Maaier, maaien

Bijbelteksten

Leviticus 23:22Als gij nu den oogst uws lands zult inoogsten, gij zult, in uw inoogsten, den hoek des velds niet ganselijk afmaaien, en de opzameling van uw oogst niet opzamelen; voor den arme en voor den vreemdeling zult gij ze laten; Ik ben de HEERE, uw God!
Ruth 2:3Zo ging zij heen, en kwam en las op in het veld, achter de maaiers; en haar viel bij geval voor, een deel van het veld van Boaz, die van het geslacht van Elimelech was.
Ruth 2:4En ziet, Boaz kwam van Bethlehem, en zeide tot de maaiers: De HEERE zij met ulieden! En zij zeiden tot hem: De HEERE zegene u!
Ruth 2:5Daarna zeide Boaz tot zijn jongen, die over de maaiers gezet was: Wiens is deze jonge vrouw?
Ruth 2:6En de jongen die over de maaiers gezet was, antwoordde en zeide: Deze is de Moabietische jonge vrouw, die met Naomi wedergekomen is uit de velden Moabs;
Ruth 2:7En zij heeft gezegd: Laat mij toch oplezen en [aren] bij de garven verzamelen, achter de maaiers; zo is zij gekomen en heeft gestaan van des morgens af tot nu toe; nu is haar te huis blijven weinig.

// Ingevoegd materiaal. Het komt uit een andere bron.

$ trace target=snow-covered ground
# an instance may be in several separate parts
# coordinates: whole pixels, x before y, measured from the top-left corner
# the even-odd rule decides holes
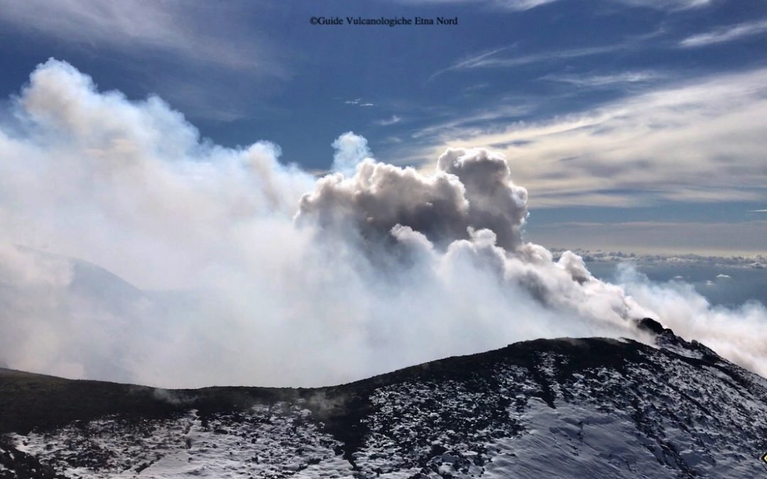
[[[308,399],[162,419],[118,415],[12,438],[16,454],[82,479],[767,474],[759,460],[767,380],[700,345],[662,339],[660,349],[520,343]],[[356,432],[325,422],[339,417],[355,418]],[[3,468],[0,477],[11,474]]]

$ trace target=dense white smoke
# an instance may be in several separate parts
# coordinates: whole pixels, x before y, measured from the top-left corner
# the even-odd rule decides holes
[[[0,124],[11,367],[318,385],[538,337],[647,339],[632,320],[650,316],[767,372],[760,305],[604,283],[578,255],[525,243],[527,192],[488,150],[450,149],[424,175],[377,162],[350,132],[333,145],[337,172],[316,180],[275,145],[202,141],[161,100],[100,93],[53,60],[12,104]]]

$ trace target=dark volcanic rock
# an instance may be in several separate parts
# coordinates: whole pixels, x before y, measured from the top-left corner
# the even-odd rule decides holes
[[[660,347],[539,340],[314,389],[158,395],[5,370],[0,431],[22,435],[0,445],[0,477],[763,474],[767,380],[639,326]]]

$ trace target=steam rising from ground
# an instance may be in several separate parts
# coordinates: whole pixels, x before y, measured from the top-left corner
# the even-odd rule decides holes
[[[527,191],[492,152],[450,149],[423,175],[377,162],[350,132],[337,172],[315,180],[275,145],[202,141],[159,98],[100,93],[53,60],[5,113],[11,367],[318,385],[538,337],[647,339],[631,320],[651,316],[767,373],[761,305],[715,310],[635,274],[604,283],[578,255],[525,243]]]

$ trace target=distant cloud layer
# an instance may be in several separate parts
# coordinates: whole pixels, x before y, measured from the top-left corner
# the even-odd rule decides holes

Ruth 2:9Uw ogen zullen zijn op dit veld, dat zij maaien zullen, en gij zult achter haarlieden gaan; heb ik den jongens niet geboden, dat men u niet aanroere? Als u dorst, zo ga tot de vaten, en drink van hetgeen de jongens zullen geschept hebben.
Ruth 2:14Als het nu etenstijd was, zeide Boaz tot haar: Kom hier bij, en eet van het brood, en doop uw bete in den azijn. Zo zat zij neder aan de zijde van de maaiers, en hij langde haar geroost [koren], en zij at, en werd verzadigd, en hield over.
1 Samuel 6:13En die van Beth-semes maaiden den tarweoogst in het dal, en als zij hun ogen ophieven, zagen zij de ark en verblijdden zich, als zij [die] zagen.
Psalm 129:7Waarmede de maaier zijn hand niet vult, noch de garvenbinder zijn arm;
Amos 9:13Ziet, de dagen komen, spreekt de HEERE, dat de ploeger den maaier, en de druiventreder den zaadzaaier genaken zal; en de bergen zullen van zoeten wijn druipen, en al de heuvelen zullen smelten.
Mattheus 13:30Laat ze beiden te zamen opwassen tot den oogst, en in den tijd des oogstes zal ik tot de maaiers zeggen: Vergadert eerst dat onkruid, en bindt het in busselen, om hetzelve te verbranden; maar brengt de tarwe samen in mijn schuur.
Mattheus 13:39En de vijand, die hetzelve gezaaid heeft, is de duivel; en de oogst is de voleinding der wereld; en de maaiers zijn de engelen.
Jakobus 5:4Ziet, het loon der werklieden, die uw landen gemaaid hebben, welke van u verkort is, roept; en het geschrei dergenen, die geoogst hebben, is gekomen tot in de oren van den Heere Sebaoth.
Openbaring 14:15En een andere engel kwam uit den tempel, roepende met een grote stem tot Dengene, Die op de wolk zat: Zend Uw sikkel en maai; want de ure om te maaien is nu gekomen, dewijl de oogst der aarde rijp is geworden.
Openbaring 14:16En Die op de wolk zat, zond Zijn sikkel op de aarde, en de aarde werd gemaaid.